Machtkampf in der Ukraine geht weiter

In der Ukraine geht die Machtprobe zwischen den pro-europäischen Regierungsgegnern und Präsident Viktor Janukowitsch weiter. Die Opposition um Boxweltmeister Witali Klitschko will heute mehrere Regierungsgebäude in Kiew belagern. 5.000 Menschen haben die ganze Nacht auf dem Unabhängigkeitsplatz ausgeharrt und dort auch Barrikaden errichtet hatten.

Vitali Klitschko mit Megafon

(c) APA/EPA/FILIP SINGER

Morgenjournal, 2.12.2013

Zeltstadt der Opposition

Bei leichtem Regen und vier Grad wärmten sich viele Gegner von Präsident Viktor Janukowitsch an kleineren Feuern. Klitschko rief die Menge auf, den Unabhängigkeitsplatz (Majdan) nicht zu räumen. Regierungsgegner haben dort eine Zeltstadt errichtet - wie bei der prowestlichen Orangen Revolution 2004, damals mit der derzeit inhaftierten Ex-Regierungschefin Julia Timoschenko als Gallionsfigur.

Ein Sprecher der Opposition um Boxweltmeister Vitali Klitschko kündigte eine Blockade von Verwaltungsgebäuden ab dem Vormittag an, darunter jenes des ukrainischen Ministerrates. Der Chef der rechtspopulistischen Partei Swoboda (Freiheit), Oleg Tjagnibok, kündigte einen landesweiten Generalstreik an.

Massenproteste

Am Sonntag hatten in der ukrainischen Hauptstadt schätzungsweise bis zu 500.000 Menschen Janukowitschs Rücktritt sowie einen Westkurs ihres Landes gefordert. Am Rande der Kundgebung kam es zu schweren Zusammenstößen von Randalierern mit der Polizei. Sicherheitskräfte setzten am Sonntag massiv Tränengas und Blendgranaten ein. Dabei seien insgesamt mindestens 165 Menschen verletzt worden, darunter auch Journalisten, teilten die Behörden der Ex-Sowjetrepublik mit. Fast 50 Sicherheitskräfte und zahlreiche Protestierer mussten in Kliniken behandelt werden. Mindestens 22 Menschen wurden festgenommen.

Appelle von EU und NATO

Der für die Nachbarschaftspolitik zuständige EU-Kommissar Stefan Füle forderte einen sofortigen Dialog für eine friedliche Lösung.
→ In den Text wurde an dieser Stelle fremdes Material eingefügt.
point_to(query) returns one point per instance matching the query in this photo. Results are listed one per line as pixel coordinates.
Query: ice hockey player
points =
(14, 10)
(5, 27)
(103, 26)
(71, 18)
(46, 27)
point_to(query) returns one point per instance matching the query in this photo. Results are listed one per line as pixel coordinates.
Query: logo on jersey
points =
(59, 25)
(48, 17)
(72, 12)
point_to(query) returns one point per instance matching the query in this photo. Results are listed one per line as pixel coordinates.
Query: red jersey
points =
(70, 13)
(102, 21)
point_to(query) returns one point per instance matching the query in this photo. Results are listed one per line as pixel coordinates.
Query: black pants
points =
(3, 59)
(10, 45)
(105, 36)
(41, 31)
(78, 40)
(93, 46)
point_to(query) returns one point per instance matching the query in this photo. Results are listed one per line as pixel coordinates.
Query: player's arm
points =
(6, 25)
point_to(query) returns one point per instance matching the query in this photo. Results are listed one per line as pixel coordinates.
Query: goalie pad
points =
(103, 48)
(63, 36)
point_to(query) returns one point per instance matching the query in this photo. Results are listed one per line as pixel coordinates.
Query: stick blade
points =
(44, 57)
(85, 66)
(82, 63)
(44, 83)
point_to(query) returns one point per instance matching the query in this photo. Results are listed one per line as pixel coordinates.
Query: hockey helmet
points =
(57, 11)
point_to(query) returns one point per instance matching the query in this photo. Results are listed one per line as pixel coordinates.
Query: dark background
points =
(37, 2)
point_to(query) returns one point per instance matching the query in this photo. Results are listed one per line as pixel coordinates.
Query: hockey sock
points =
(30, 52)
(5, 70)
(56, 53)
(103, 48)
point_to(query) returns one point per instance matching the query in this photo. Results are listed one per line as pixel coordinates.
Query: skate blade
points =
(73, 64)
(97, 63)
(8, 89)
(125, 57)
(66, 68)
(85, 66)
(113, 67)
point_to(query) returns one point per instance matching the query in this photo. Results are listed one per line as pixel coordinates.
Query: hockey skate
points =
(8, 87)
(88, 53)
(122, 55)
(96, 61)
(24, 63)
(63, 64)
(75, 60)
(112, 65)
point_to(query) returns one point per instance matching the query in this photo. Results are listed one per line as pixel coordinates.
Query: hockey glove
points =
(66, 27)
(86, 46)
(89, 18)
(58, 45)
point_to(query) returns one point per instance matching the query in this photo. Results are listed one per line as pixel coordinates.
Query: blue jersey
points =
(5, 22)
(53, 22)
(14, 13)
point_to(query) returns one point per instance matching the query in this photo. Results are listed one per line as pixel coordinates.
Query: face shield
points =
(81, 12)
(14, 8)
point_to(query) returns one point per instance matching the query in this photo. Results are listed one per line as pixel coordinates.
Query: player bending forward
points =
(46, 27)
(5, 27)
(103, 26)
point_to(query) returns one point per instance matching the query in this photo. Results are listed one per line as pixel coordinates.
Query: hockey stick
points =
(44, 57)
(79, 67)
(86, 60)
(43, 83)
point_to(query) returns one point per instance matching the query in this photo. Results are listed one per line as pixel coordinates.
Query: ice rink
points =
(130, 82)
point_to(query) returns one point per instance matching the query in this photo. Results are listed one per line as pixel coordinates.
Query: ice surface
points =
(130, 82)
NATO-Generalsekretär Anders Fogh Rasmussen forderte von Regierung und regierungskritischen Demonstranten, auf Gewalt zu verzichten. "Gewalt und Macht sind in einer demokratischen Gesellschaft keine Wege zur Beendigung politischen Streits", heißt es in einer am Sonntagabend in Brüssel veröffentlichten Erklärung. Rasmussen betonte, es sei "das Recht des Volkes, überall seine Ansicht in demokratischer Weise auszudrücken".

Parlamentspräsident Wladimir Rybak bot den Fraktionen einen Runden Tisch an. Mitglieder sowohl der Regierung als auch der Opposition sollten den brutalen Polizeieinsatz in der Nacht auf Samstag aufklären.

Ukraine gespalten

Entzündet hatten sich die Demonstrationen daran, dass Präsident Janukowitsch auf dem EU-Gipfel zur Östlichen Partnerschaft die Unterschrift unter ein weitreichendes Abkommen mit der EU verweigert hatte. Zuvor hatte Russland dem Nachbarland mit massiven Handelssanktionen gedroht. Regierungschef Mikola Asarow verteidigte die Entscheidung. Die Ukraine hätte große wirtschaftliche Verluste zu befürchten gehabt, sagte Asarow in Fernsehinterviews.

Auch in zahlreichen anderen Städten gab es Proteste, meist im proeuropäisch geprägten Westen. Im russischsprachigen Süden und Osten der Ukraine hingegen beriefen mehrere Gebietsparlamente für Montag außerordentliche Sitzungen ein. Dabei wollten sie Janukowitsch ihre Unterstützung aussprechen. Die ehemalige Sowjetrepublik ist in der Frage einer EU-Annäherung tief gespalten. (Text: APA, Red.)